In het spoor van Arminius (1559?- 1609)[bewerken | brontekst bewerken]

Hoenderdaal ontpopte zich tijdens zijn hoogleraarschap als een kenner van het Arminianisme en de geschiedenis van de Remonstranten. Bij de herdenking van de 400ste geboortedag van Jacobus Arminius, in 1960 , verzorgde hij een uitgave van diens Verklaring voor de Staten van Holland (30 oktober 1608). In de inleiding toonde hij aan dat de vijf artikelen van de Remonstrantie (1610) goeddeels aan deze verklaring werden ontleend.

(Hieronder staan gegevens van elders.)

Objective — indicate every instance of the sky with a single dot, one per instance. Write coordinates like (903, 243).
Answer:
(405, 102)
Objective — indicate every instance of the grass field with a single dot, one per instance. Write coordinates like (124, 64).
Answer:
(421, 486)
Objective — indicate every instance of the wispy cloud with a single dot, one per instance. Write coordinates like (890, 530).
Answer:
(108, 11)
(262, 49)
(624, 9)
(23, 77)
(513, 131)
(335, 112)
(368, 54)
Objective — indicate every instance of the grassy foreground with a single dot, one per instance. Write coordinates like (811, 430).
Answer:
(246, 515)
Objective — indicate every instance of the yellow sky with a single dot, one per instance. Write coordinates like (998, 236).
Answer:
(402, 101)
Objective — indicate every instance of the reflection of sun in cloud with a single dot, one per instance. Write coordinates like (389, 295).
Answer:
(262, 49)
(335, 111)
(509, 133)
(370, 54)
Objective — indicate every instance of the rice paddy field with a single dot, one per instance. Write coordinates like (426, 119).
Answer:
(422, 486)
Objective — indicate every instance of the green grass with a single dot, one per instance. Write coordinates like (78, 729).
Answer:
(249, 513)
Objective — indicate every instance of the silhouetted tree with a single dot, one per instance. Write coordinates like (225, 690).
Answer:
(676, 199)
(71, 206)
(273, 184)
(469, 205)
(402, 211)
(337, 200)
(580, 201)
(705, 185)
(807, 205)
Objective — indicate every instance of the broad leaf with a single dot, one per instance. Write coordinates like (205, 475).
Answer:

Talloze artikelen volgden: over Erasmus als inspirator van de remonstranten, over de theologische betekenis van Arminius, over de Remonstrantie die diens medestanders in 1610 indienden om zijn zaak te bepleiten, over de Dordtse Synode die de Arminianen/Remonstranten in 1619 veroordeelde, over Wtenbogaert, de stichter van de R.B., over Episcopius, de eerste Seminariehoogleraar, over Hugo de Groot, bewonderaar van Arminius en medestander van de remonstranten. De internationale doorwerking van de Arminiaanse theologie belichtte hij o.a. in ‘The debate about Arminius outside the Netherlands’ (1975). [3]

Oecumene[bewerken | brontekst bewerken]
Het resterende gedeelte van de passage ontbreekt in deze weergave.